As nearly everyone knows, the trail runs 270 miles along the ridgeline of the Green Mountains.

But a valuable part of the trail’s history isn’t in the mountains at all.

VPR’s Neal Charnoff explains.

(Charnoff) You’ll find a treasure trove of archival photos here …

(Sound of outdoors)

(Charnoff) … on the University of Vermont campus …

(Sound of doors opening, steps down stairs)

(Charnoff) … in the basement of the Bailey-Howe Library. This is where the university archives its special collections.

(Burns) "So we have the papers of Herbert Wheaton Congdon and the papers of Theron Dean."

(Charnoff) Chris Burns is a curator in special collections.

A collection of almost a thousand invaluable glass slides are in his care. The photographs date back to the 1910 founding of the Green Mountain Club, which built the Long Trail and maintains it to this day.

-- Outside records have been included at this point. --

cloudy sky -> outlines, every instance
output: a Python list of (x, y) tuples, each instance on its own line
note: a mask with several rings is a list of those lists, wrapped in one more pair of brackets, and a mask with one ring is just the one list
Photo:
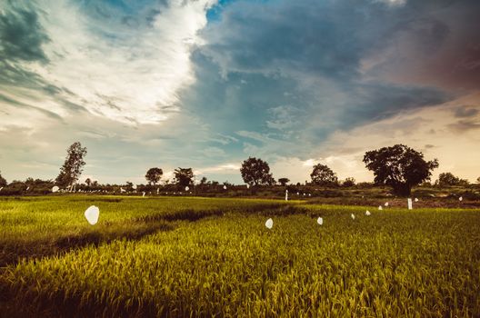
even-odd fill
[(145, 183), (158, 166), (241, 183), (323, 163), (372, 181), (365, 151), (404, 144), (480, 176), (480, 1), (3, 0), (0, 170)]

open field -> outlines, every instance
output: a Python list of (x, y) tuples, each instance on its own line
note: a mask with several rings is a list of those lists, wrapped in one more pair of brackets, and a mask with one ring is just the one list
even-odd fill
[[(95, 226), (83, 216), (92, 204), (100, 208)], [(269, 217), (272, 230), (265, 227)], [(378, 211), (321, 201), (188, 197), (3, 199), (0, 313), (475, 317), (479, 226), (480, 209)]]

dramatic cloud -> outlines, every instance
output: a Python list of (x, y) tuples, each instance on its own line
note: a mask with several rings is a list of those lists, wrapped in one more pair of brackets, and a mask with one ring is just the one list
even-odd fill
[[(100, 182), (191, 166), (238, 183), (248, 156), (276, 178), (321, 162), (370, 180), (365, 151), (402, 143), (476, 178), (479, 15), (474, 0), (4, 1), (0, 168), (53, 178), (79, 140)], [(468, 156), (448, 154), (460, 144)]]

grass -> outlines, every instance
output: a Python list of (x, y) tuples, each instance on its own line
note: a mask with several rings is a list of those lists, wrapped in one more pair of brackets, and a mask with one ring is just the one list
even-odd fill
[[(108, 226), (123, 228), (95, 244), (9, 263), (0, 275), (4, 313), (480, 315), (480, 210), (370, 208), (372, 215), (365, 216), (366, 207), (298, 202), (100, 199), (2, 202), (2, 243), (41, 226), (52, 227), (37, 237), (54, 241), (75, 231), (105, 235)], [(98, 226), (86, 226), (82, 219), (90, 204), (100, 206)], [(63, 221), (52, 221), (45, 215), (47, 211), (56, 211)], [(323, 226), (317, 216), (324, 217)], [(265, 227), (268, 217), (274, 219), (270, 231)], [(50, 221), (38, 224), (45, 220)], [(165, 228), (127, 235), (136, 231), (135, 224), (155, 228), (159, 224)]]

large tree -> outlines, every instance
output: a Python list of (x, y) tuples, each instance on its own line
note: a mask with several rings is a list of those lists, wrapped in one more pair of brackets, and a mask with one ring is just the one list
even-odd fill
[(162, 178), (164, 172), (160, 168), (150, 168), (146, 172), (145, 179), (150, 184), (155, 185)]
[(174, 171), (175, 183), (180, 186), (186, 186), (193, 184), (194, 171), (192, 168), (176, 168)]
[(2, 176), (2, 172), (0, 171), (0, 187), (6, 186), (6, 180)]
[(430, 179), (438, 160), (425, 161), (424, 154), (404, 144), (366, 152), (364, 163), (374, 172), (375, 184), (393, 187), (399, 195), (410, 195), (412, 187)]
[(60, 168), (60, 174), (55, 179), (55, 184), (59, 186), (70, 186), (72, 188), (84, 170), (86, 147), (82, 147), (79, 142), (75, 142), (68, 147), (66, 153), (66, 158), (64, 165)]
[(310, 177), (312, 178), (312, 183), (316, 185), (335, 185), (338, 183), (336, 174), (327, 165), (322, 164), (314, 165)]
[(275, 184), (268, 164), (260, 158), (249, 157), (245, 160), (240, 168), (240, 173), (244, 182), (250, 185)]

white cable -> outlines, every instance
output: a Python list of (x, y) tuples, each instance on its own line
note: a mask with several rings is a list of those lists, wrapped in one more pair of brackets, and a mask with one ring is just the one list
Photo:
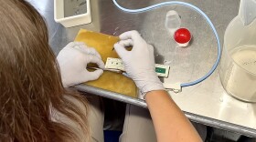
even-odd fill
[(220, 55), (221, 55), (221, 46), (220, 46), (220, 42), (219, 42), (219, 37), (218, 36), (218, 33), (217, 33), (217, 31), (216, 31), (212, 22), (210, 21), (210, 19), (198, 7), (197, 7), (197, 6), (195, 6), (195, 5), (191, 5), (191, 4), (188, 4), (188, 3), (185, 3), (185, 2), (170, 1), (170, 2), (159, 3), (159, 4), (156, 4), (156, 5), (151, 5), (151, 6), (147, 6), (147, 7), (144, 7), (144, 8), (140, 8), (140, 9), (127, 9), (127, 8), (123, 8), (120, 5), (118, 5), (116, 0), (112, 0), (112, 2), (114, 3), (114, 5), (118, 8), (120, 8), (123, 11), (128, 12), (128, 13), (145, 12), (145, 11), (149, 11), (149, 10), (152, 10), (152, 9), (155, 9), (155, 8), (157, 8), (157, 7), (160, 7), (160, 6), (167, 5), (185, 5), (185, 6), (190, 7), (190, 8), (194, 9), (195, 11), (198, 12), (207, 20), (208, 24), (209, 25), (209, 26), (211, 27), (211, 29), (212, 29), (212, 31), (214, 33), (214, 36), (216, 37), (217, 44), (218, 44), (218, 56), (217, 56), (217, 59), (216, 59), (213, 66), (211, 67), (211, 69), (204, 76), (202, 76), (202, 77), (200, 77), (200, 78), (198, 78), (198, 79), (197, 79), (195, 81), (192, 81), (192, 82), (182, 83), (180, 86), (194, 86), (194, 85), (196, 85), (197, 83), (200, 83), (203, 80), (205, 80), (206, 78), (208, 78), (214, 72), (214, 70), (217, 68), (217, 66), (218, 66), (218, 64), (219, 64), (219, 62), (220, 60)]

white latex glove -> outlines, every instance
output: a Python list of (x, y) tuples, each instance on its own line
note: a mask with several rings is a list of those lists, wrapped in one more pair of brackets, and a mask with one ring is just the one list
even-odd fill
[[(135, 82), (143, 96), (152, 90), (164, 90), (155, 69), (154, 48), (148, 45), (137, 31), (122, 34), (120, 42), (114, 45), (122, 58), (128, 76)], [(133, 46), (131, 51), (125, 46)]]
[[(60, 68), (64, 87), (96, 80), (103, 73), (104, 63), (99, 53), (84, 43), (71, 42), (58, 55), (57, 60)], [(95, 63), (100, 68), (93, 72), (86, 69), (87, 64)]]

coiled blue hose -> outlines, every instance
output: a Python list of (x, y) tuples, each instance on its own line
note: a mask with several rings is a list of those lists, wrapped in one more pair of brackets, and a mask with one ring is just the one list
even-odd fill
[(200, 78), (198, 78), (198, 79), (197, 79), (195, 81), (192, 81), (192, 82), (183, 83), (180, 86), (182, 87), (184, 87), (184, 86), (194, 86), (196, 84), (198, 84), (198, 83), (204, 81), (206, 78), (208, 78), (215, 71), (215, 69), (217, 68), (218, 64), (219, 64), (219, 62), (220, 60), (220, 55), (221, 55), (221, 46), (220, 46), (220, 42), (219, 42), (219, 37), (218, 36), (218, 33), (217, 33), (213, 24), (210, 21), (210, 19), (198, 7), (197, 7), (197, 6), (195, 6), (195, 5), (191, 5), (191, 4), (188, 4), (188, 3), (185, 3), (185, 2), (170, 1), (170, 2), (159, 3), (159, 4), (156, 4), (156, 5), (151, 5), (151, 6), (147, 6), (147, 7), (144, 7), (144, 8), (140, 8), (140, 9), (127, 9), (127, 8), (123, 8), (120, 5), (118, 5), (116, 0), (112, 0), (112, 2), (114, 3), (114, 5), (118, 8), (120, 8), (121, 10), (123, 10), (124, 12), (128, 12), (128, 13), (145, 12), (145, 11), (149, 11), (149, 10), (152, 10), (152, 9), (155, 9), (155, 8), (157, 8), (157, 7), (161, 7), (161, 6), (164, 6), (164, 5), (185, 5), (185, 6), (190, 7), (190, 8), (194, 9), (195, 11), (198, 12), (207, 20), (207, 22), (208, 23), (209, 26), (211, 27), (211, 29), (212, 29), (212, 31), (214, 33), (214, 36), (216, 37), (217, 44), (218, 44), (218, 56), (217, 56), (217, 59), (216, 59), (213, 66), (211, 67), (211, 69), (204, 76), (202, 76), (202, 77), (200, 77)]

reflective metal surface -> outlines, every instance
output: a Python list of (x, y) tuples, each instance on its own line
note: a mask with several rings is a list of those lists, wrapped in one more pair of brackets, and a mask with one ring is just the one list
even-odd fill
[[(140, 8), (167, 0), (119, 0), (121, 5)], [(91, 0), (92, 23), (65, 28), (54, 22), (53, 1), (30, 1), (45, 16), (49, 28), (50, 45), (57, 55), (69, 42), (73, 41), (80, 28), (119, 36), (127, 30), (138, 30), (144, 39), (155, 47), (155, 61), (171, 66), (169, 78), (165, 82), (188, 82), (204, 76), (217, 56), (217, 43), (206, 21), (193, 10), (169, 5), (146, 13), (128, 14), (112, 0)], [(223, 43), (224, 32), (238, 14), (239, 0), (185, 0), (199, 7), (212, 20)], [(169, 10), (181, 16), (182, 26), (190, 30), (193, 39), (190, 46), (179, 48), (165, 29), (165, 17)], [(128, 97), (106, 90), (80, 85), (76, 88), (126, 103), (146, 106), (144, 100)], [(256, 105), (239, 101), (223, 89), (219, 69), (207, 80), (194, 86), (185, 87), (182, 93), (169, 92), (173, 99), (193, 121), (212, 127), (256, 137)], [(171, 120), (170, 120), (171, 121)]]

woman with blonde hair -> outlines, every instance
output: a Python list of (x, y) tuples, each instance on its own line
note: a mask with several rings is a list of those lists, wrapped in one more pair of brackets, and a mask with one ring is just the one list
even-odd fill
[[(101, 56), (82, 43), (70, 43), (56, 60), (44, 19), (27, 1), (0, 0), (0, 141), (97, 141), (89, 127), (87, 100), (66, 87), (97, 79), (102, 69), (88, 72), (86, 65), (103, 68)], [(157, 141), (201, 141), (156, 76), (152, 46), (136, 31), (123, 33), (120, 39), (114, 48), (145, 98)], [(127, 46), (133, 50), (125, 50)], [(126, 119), (121, 141), (143, 141), (135, 139), (148, 129), (127, 128), (138, 125)], [(142, 133), (134, 137), (133, 129)], [(102, 137), (102, 129), (96, 133)], [(152, 137), (145, 134), (141, 137)]]

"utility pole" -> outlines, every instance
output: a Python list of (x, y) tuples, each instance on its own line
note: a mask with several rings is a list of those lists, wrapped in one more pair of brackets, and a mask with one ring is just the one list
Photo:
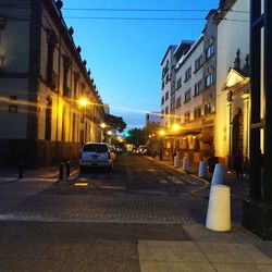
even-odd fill
[(272, 239), (272, 1), (251, 0), (250, 9), (250, 190), (243, 225)]

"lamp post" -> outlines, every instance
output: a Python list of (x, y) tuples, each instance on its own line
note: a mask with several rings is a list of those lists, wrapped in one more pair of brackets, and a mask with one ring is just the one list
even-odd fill
[(104, 143), (104, 128), (107, 127), (107, 125), (104, 124), (104, 123), (101, 123), (100, 124), (100, 127), (102, 128), (102, 131), (101, 131), (101, 135), (102, 135), (102, 140), (101, 141), (103, 141)]
[(87, 140), (87, 127), (86, 127), (86, 108), (87, 108), (87, 104), (88, 104), (88, 100), (86, 98), (81, 98), (78, 100), (78, 103), (82, 108), (84, 108), (84, 112), (83, 112), (83, 128), (82, 131), (84, 131), (84, 134), (83, 134), (83, 143), (84, 144), (86, 140)]
[(163, 137), (165, 135), (165, 131), (161, 129), (159, 132), (160, 135), (160, 161), (162, 161), (163, 159)]
[(176, 154), (176, 133), (181, 129), (181, 126), (178, 124), (174, 124), (172, 126), (172, 131), (174, 133), (174, 148), (173, 148), (173, 157)]

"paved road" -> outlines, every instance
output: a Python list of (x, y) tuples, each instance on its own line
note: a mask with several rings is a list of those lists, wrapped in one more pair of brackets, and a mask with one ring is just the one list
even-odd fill
[[(148, 248), (178, 245), (177, 258), (205, 233), (194, 230), (208, 201), (189, 194), (200, 184), (147, 158), (124, 154), (111, 173), (52, 181), (0, 178), (0, 271), (157, 271)], [(189, 265), (214, 271), (198, 259)]]
[[(57, 184), (3, 184), (0, 193), (0, 203), (3, 202), (0, 219), (203, 222), (207, 200), (193, 199), (189, 195), (191, 189), (199, 186), (193, 178), (147, 158), (122, 156), (111, 173), (94, 170), (74, 176), (66, 183)], [(33, 194), (35, 189), (37, 193)]]

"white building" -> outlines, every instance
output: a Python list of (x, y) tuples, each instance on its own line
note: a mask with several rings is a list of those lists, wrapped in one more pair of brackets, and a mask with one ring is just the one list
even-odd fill
[(161, 61), (161, 123), (170, 127), (175, 122), (175, 66), (190, 49), (194, 41), (183, 40), (170, 46)]
[(146, 114), (146, 125), (148, 123), (160, 123), (161, 122), (161, 113), (160, 112), (149, 112)]
[(237, 151), (248, 158), (249, 2), (221, 1), (219, 9), (215, 156), (228, 166)]
[(84, 141), (101, 140), (104, 109), (62, 1), (0, 4), (0, 164), (77, 159)]

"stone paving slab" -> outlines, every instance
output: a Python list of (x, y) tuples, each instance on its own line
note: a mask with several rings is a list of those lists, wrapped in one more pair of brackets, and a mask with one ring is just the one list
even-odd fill
[[(2, 220), (86, 222), (202, 222), (207, 201), (147, 194), (33, 195), (0, 215)], [(202, 211), (202, 212), (201, 212)]]
[(246, 243), (139, 240), (141, 271), (272, 271), (272, 258)]

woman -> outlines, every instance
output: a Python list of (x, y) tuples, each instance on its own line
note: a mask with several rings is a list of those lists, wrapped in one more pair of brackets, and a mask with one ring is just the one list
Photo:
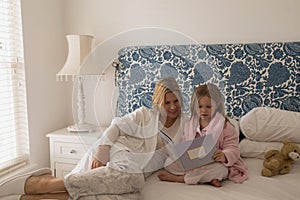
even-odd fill
[[(88, 199), (91, 196), (109, 199), (116, 195), (119, 199), (138, 199), (145, 173), (163, 167), (164, 143), (158, 133), (163, 131), (178, 142), (186, 121), (175, 79), (157, 82), (152, 103), (152, 109), (141, 107), (122, 118), (114, 118), (98, 141), (94, 156), (84, 157), (64, 179), (49, 173), (31, 174), (23, 179), (25, 195), (20, 199)], [(2, 186), (5, 187), (9, 188), (9, 182)]]

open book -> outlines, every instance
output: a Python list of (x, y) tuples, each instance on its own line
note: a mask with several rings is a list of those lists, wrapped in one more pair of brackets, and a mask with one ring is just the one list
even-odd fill
[(212, 157), (216, 146), (211, 134), (178, 144), (173, 144), (171, 141), (168, 143), (166, 147), (170, 156), (182, 166), (184, 171), (215, 162)]

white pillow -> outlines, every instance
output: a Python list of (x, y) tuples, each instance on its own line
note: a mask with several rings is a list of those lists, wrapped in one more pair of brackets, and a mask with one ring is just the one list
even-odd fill
[(239, 146), (241, 156), (244, 158), (264, 158), (265, 152), (276, 149), (280, 150), (282, 142), (258, 142), (244, 138)]
[(240, 129), (246, 138), (256, 141), (300, 143), (300, 113), (257, 107), (241, 117)]

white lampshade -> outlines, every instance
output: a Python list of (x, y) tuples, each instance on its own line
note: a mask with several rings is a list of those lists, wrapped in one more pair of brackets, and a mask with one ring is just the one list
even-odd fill
[(79, 73), (81, 64), (92, 49), (93, 36), (91, 35), (67, 35), (69, 53), (63, 68), (57, 73), (57, 76), (76, 76)]

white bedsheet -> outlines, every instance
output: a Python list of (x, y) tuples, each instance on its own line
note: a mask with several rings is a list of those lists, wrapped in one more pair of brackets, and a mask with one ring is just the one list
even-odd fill
[(151, 175), (142, 191), (144, 200), (297, 200), (300, 199), (300, 163), (289, 174), (274, 177), (260, 175), (262, 159), (244, 158), (249, 179), (242, 184), (223, 181), (221, 188), (211, 185), (185, 185), (160, 181)]

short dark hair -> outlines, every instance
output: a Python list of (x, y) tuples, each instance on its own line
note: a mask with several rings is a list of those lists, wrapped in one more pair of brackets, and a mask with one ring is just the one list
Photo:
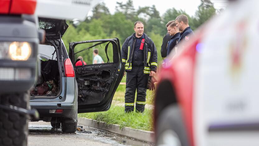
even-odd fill
[(168, 26), (169, 26), (169, 25), (171, 24), (171, 23), (172, 23), (173, 21), (174, 21), (174, 20), (172, 20), (167, 22), (167, 24), (166, 25), (166, 27), (168, 27)]
[(93, 52), (94, 52), (96, 54), (98, 54), (98, 49), (95, 49), (93, 50)]
[(180, 15), (176, 17), (175, 19), (175, 21), (177, 20), (179, 22), (181, 22), (181, 21), (182, 21), (183, 23), (185, 24), (188, 24), (189, 21), (188, 21), (188, 17), (185, 15), (181, 14)]
[(136, 26), (136, 25), (138, 23), (142, 23), (143, 24), (143, 25), (144, 25), (144, 23), (143, 23), (143, 22), (142, 22), (140, 21), (137, 21), (134, 23), (134, 27)]
[(173, 20), (172, 21), (171, 21), (172, 22), (168, 26), (170, 27), (175, 27), (176, 26), (176, 23), (175, 22), (175, 21), (174, 20)]

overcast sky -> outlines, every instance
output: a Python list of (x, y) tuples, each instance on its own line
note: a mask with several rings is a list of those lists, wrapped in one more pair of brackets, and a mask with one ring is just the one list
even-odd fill
[[(195, 11), (200, 3), (200, 0), (132, 0), (135, 9), (139, 7), (151, 6), (154, 5), (162, 16), (167, 10), (175, 7), (177, 9), (181, 9), (185, 11), (191, 16), (195, 14)], [(109, 8), (110, 12), (113, 14), (115, 11), (116, 2), (125, 2), (126, 0), (103, 0)], [(216, 9), (224, 8), (226, 5), (227, 0), (211, 0), (214, 4)]]

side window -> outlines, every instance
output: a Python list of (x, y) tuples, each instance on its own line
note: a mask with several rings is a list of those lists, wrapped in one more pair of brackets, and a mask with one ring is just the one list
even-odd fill
[(74, 50), (75, 66), (82, 66), (82, 61), (85, 65), (113, 62), (113, 48), (109, 41), (78, 44)]
[(54, 46), (45, 45), (39, 45), (40, 59), (43, 61), (49, 60), (57, 60), (57, 54)]

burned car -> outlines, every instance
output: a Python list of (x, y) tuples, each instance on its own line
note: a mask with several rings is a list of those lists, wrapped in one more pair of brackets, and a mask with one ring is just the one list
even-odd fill
[[(30, 97), (31, 106), (37, 110), (40, 118), (32, 121), (50, 122), (53, 127), (61, 126), (63, 132), (74, 132), (78, 113), (110, 108), (124, 71), (119, 40), (71, 42), (68, 54), (61, 39), (68, 27), (65, 20), (42, 18), (39, 20), (39, 27), (46, 32), (46, 39), (39, 46), (41, 76)], [(75, 66), (79, 55), (92, 55), (89, 50), (97, 46), (105, 50), (107, 61)]]

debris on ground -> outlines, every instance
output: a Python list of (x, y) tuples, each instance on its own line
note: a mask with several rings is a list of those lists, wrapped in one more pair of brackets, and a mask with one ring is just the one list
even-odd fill
[(85, 129), (83, 129), (82, 128), (81, 128), (81, 127), (83, 128), (83, 126), (78, 126), (77, 128), (77, 130), (78, 131), (78, 132), (82, 132), (82, 133), (87, 133), (88, 134), (90, 134), (92, 133), (92, 132), (91, 131), (86, 131)]

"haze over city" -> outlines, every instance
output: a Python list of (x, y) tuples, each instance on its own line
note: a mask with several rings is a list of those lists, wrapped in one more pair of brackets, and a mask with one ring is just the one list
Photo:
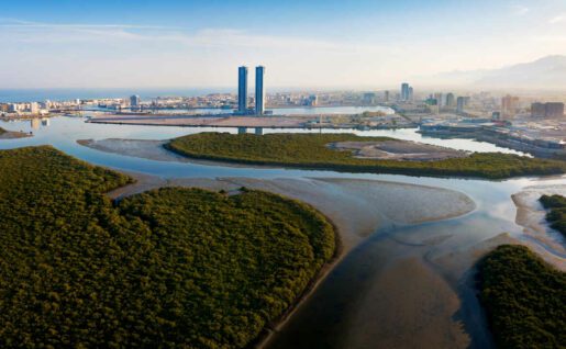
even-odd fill
[[(566, 54), (566, 3), (539, 1), (44, 1), (3, 3), (0, 88), (465, 85), (439, 74)], [(556, 86), (554, 86), (556, 88)]]
[(0, 348), (566, 348), (566, 0), (24, 0), (0, 41)]

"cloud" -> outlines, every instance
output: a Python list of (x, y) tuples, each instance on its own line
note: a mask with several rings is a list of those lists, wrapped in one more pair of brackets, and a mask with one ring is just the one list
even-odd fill
[(566, 21), (566, 13), (561, 13), (558, 15), (555, 15), (548, 20), (548, 23), (551, 24), (558, 24), (561, 22)]
[(530, 9), (528, 7), (522, 5), (522, 4), (513, 4), (510, 8), (511, 8), (511, 14), (517, 15), (517, 16), (523, 16), (526, 13), (529, 13), (529, 11), (530, 11)]
[[(243, 47), (263, 49), (310, 49), (343, 52), (346, 46), (304, 37), (262, 35), (233, 29), (203, 29), (188, 31), (177, 26), (127, 24), (53, 24), (0, 19), (0, 38), (3, 42), (69, 44), (100, 43), (182, 45), (189, 47)], [(354, 47), (351, 47), (354, 49)]]

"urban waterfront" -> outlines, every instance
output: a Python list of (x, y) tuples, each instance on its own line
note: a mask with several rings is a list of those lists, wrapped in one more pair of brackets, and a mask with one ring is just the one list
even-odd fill
[[(395, 281), (391, 289), (380, 289), (385, 285), (382, 278), (389, 275), (391, 270), (397, 270), (397, 278), (411, 279), (414, 277), (410, 274), (411, 268), (404, 268), (407, 267), (406, 262), (417, 263), (414, 266), (418, 268), (424, 268), (419, 273), (428, 275), (422, 280), (418, 279), (417, 284), (409, 283), (409, 288), (422, 288), (425, 293), (445, 292), (447, 297), (452, 297), (456, 302), (456, 305), (453, 305), (454, 308), (436, 313), (435, 316), (442, 319), (442, 324), (430, 324), (431, 328), (423, 325), (424, 333), (430, 331), (430, 335), (440, 330), (442, 334), (437, 334), (439, 338), (456, 334), (458, 340), (464, 344), (475, 348), (488, 348), (492, 346), (492, 342), (487, 334), (481, 308), (474, 295), (473, 286), (469, 284), (470, 260), (474, 259), (468, 258), (463, 261), (456, 258), (454, 261), (446, 261), (445, 258), (465, 255), (468, 249), (490, 239), (497, 239), (498, 236), (507, 233), (512, 238), (529, 244), (555, 263), (564, 266), (566, 260), (564, 239), (551, 230), (543, 235), (525, 233), (525, 227), (518, 224), (518, 207), (511, 200), (512, 195), (521, 192), (543, 192), (550, 188), (555, 192), (566, 193), (565, 177), (487, 181), (226, 166), (199, 161), (157, 161), (98, 151), (77, 144), (77, 140), (90, 138), (168, 139), (202, 131), (219, 130), (98, 125), (85, 123), (85, 120), (79, 117), (54, 117), (48, 126), (33, 124), (32, 127), (32, 123), (29, 121), (0, 123), (0, 126), (9, 131), (33, 132), (34, 135), (21, 139), (0, 140), (2, 149), (53, 145), (66, 154), (91, 164), (125, 172), (156, 176), (162, 180), (175, 181), (190, 178), (193, 180), (229, 179), (234, 182), (244, 180), (262, 180), (269, 183), (291, 181), (295, 183), (291, 187), (297, 188), (310, 183), (308, 185), (317, 185), (317, 195), (330, 201), (343, 200), (345, 202), (363, 200), (364, 195), (362, 192), (347, 194), (341, 185), (333, 184), (332, 180), (370, 180), (373, 182), (364, 184), (369, 185), (365, 187), (366, 191), (374, 185), (375, 188), (386, 185), (384, 183), (417, 184), (460, 192), (474, 201), (476, 207), (470, 213), (440, 222), (407, 223), (402, 219), (396, 221), (395, 216), (381, 215), (379, 225), (354, 244), (354, 248), (337, 268), (324, 279), (289, 322), (270, 339), (268, 347), (273, 348), (312, 348), (320, 344), (331, 348), (364, 348), (369, 344), (386, 346), (395, 339), (396, 330), (411, 331), (412, 325), (408, 323), (408, 319), (399, 317), (397, 309), (388, 307), (380, 301), (382, 297), (391, 297), (393, 296), (391, 293), (399, 293), (402, 290), (399, 288), (402, 288), (403, 283), (399, 283), (399, 281)], [(237, 130), (227, 128), (221, 131), (237, 132)], [(266, 130), (266, 132), (309, 131)], [(510, 149), (471, 139), (425, 137), (418, 134), (415, 130), (341, 132), (353, 132), (362, 136), (391, 136), (463, 150), (513, 153)], [(292, 193), (292, 191), (290, 192)], [(340, 210), (340, 207), (341, 205), (336, 205), (335, 210)], [(424, 207), (415, 210), (424, 210)], [(403, 300), (414, 302), (413, 295), (401, 296), (398, 294), (398, 302)], [(441, 306), (442, 303), (424, 302), (423, 304), (426, 304), (426, 306), (423, 305), (424, 311), (430, 311), (431, 306)], [(419, 313), (421, 311), (423, 308), (415, 307), (406, 315), (415, 316), (414, 322), (426, 324), (430, 319), (423, 317), (423, 314)], [(448, 314), (456, 311), (459, 315), (456, 319), (451, 319), (452, 315), (448, 316)], [(453, 322), (464, 326), (465, 330), (452, 328)], [(377, 327), (373, 327), (371, 324)], [(379, 329), (384, 324), (393, 324), (397, 329), (393, 330), (390, 326)], [(367, 330), (363, 328), (367, 328)], [(445, 331), (450, 334), (445, 334)], [(424, 336), (424, 334), (421, 335)], [(436, 338), (435, 336), (433, 337)], [(417, 334), (412, 340), (420, 340), (419, 338), (421, 338), (420, 334)], [(456, 345), (453, 341), (442, 340), (436, 344), (440, 346)]]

The photos were shot between about 1915 and 1930.

(Burns) "Theron Dean was involved with the Green Mountain Club from a very early date in the 19-teens as secretary of the Green Mountain Club and then for a long time was really kind of the chief promoter of the Green Mountain Club and the Long Trail. And that’s really where these "lantern slides" come in."

(Charnoff) "Lantern slides" were the slide shows of the day. Dean would take his slides to wherever he could gather an audience and show people the benefits of the mountains – and the trail he was helping to build.

To capture the images, Dean would take a small camera out to the mountains. Curator Chris Burns thinks it was probably a Kodak "brownie."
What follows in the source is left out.